Review of the Ventilator Documentation Flowsheets beginning on 04/26/16 at 3:01 PM revealed the tidal volume was set at 400 and not 450 by the respiratory therapist. The tidal volume remained set at 400 from 04/26/16 at 3:01 PM until 04/29/16 at 1:29 PM. There was no documented physician's order for the change.
A new order for mechanical ventilation was obtained on 04/29/16 at 4:41 PM. The order specified assist control mode, rate of 14, tidal volume 450, CPAP/PEEP of 5.0 and FiO2 of 50%. The respiratory therapist adjusted the ventilator settings to match the order at 4:34 PM on 04/29/16.

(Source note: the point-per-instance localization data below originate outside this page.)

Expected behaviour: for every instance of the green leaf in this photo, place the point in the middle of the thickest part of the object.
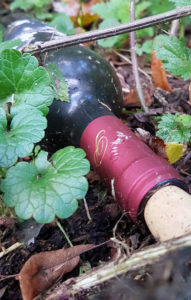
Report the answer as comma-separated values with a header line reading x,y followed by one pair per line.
x,y
26,4
175,128
113,9
70,161
9,44
26,128
109,42
59,83
23,82
175,56
145,48
63,23
180,3
53,192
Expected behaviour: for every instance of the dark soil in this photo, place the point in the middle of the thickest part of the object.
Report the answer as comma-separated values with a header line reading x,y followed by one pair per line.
x,y
105,213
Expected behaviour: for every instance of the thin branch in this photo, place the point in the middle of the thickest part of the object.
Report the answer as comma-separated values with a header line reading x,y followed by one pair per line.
x,y
134,60
92,281
113,31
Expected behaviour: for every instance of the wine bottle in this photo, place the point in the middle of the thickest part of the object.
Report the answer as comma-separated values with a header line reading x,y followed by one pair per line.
x,y
137,178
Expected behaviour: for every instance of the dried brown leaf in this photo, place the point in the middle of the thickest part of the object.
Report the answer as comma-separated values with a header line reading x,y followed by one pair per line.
x,y
132,98
42,269
159,73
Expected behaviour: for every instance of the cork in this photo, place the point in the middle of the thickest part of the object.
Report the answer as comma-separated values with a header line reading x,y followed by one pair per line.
x,y
168,213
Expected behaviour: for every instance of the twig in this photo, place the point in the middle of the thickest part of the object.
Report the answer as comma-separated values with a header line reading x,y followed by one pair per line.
x,y
174,27
64,233
113,31
134,60
87,210
77,288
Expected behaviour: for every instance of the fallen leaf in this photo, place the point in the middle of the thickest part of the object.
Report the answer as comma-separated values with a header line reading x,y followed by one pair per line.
x,y
159,73
42,269
169,151
132,99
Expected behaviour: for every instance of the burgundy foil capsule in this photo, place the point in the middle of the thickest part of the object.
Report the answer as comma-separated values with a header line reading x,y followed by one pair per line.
x,y
128,166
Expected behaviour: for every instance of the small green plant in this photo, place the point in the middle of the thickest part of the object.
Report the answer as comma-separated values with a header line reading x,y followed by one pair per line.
x,y
175,128
41,188
116,12
175,56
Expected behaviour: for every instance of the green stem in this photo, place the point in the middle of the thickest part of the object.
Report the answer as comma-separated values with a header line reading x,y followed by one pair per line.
x,y
64,232
182,30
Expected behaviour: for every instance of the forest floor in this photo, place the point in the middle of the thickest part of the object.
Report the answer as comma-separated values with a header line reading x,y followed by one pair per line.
x,y
103,219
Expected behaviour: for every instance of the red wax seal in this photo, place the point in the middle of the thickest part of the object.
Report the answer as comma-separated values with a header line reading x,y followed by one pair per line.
x,y
128,166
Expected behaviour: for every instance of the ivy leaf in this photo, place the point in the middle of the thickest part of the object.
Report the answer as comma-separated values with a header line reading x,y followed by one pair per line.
x,y
175,128
70,162
59,83
43,190
9,44
23,82
26,128
109,42
175,56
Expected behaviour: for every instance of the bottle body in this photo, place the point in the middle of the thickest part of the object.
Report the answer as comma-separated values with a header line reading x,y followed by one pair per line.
x,y
129,168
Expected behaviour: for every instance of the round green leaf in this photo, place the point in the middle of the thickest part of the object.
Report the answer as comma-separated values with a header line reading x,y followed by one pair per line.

At 7:21 PM the respiratory therapist reduced the FiO2 to 40%. There was no documented order for this change. On 04/30/16 at 11:00 AM the respiratory therapist changed the rate from 14 to 12 without a documented physician's order. And at 11:24 AM on 04/30/16 the respiratory therapist changed the CPAP/PEEP from 5 to 7 without a documented physician's order to do so.
The respiratory therapist continued to set the FiO2 at 40%, the rate at 12, and the CPAP/PEEP at 7 until the order was discontinued on 05/02/16 at 7:37 AM. There were no documented orders for these changes.
Staff F, respiratory therapist, was made aware of and confirmed these findings on 05/11/16 at 3:45 PM.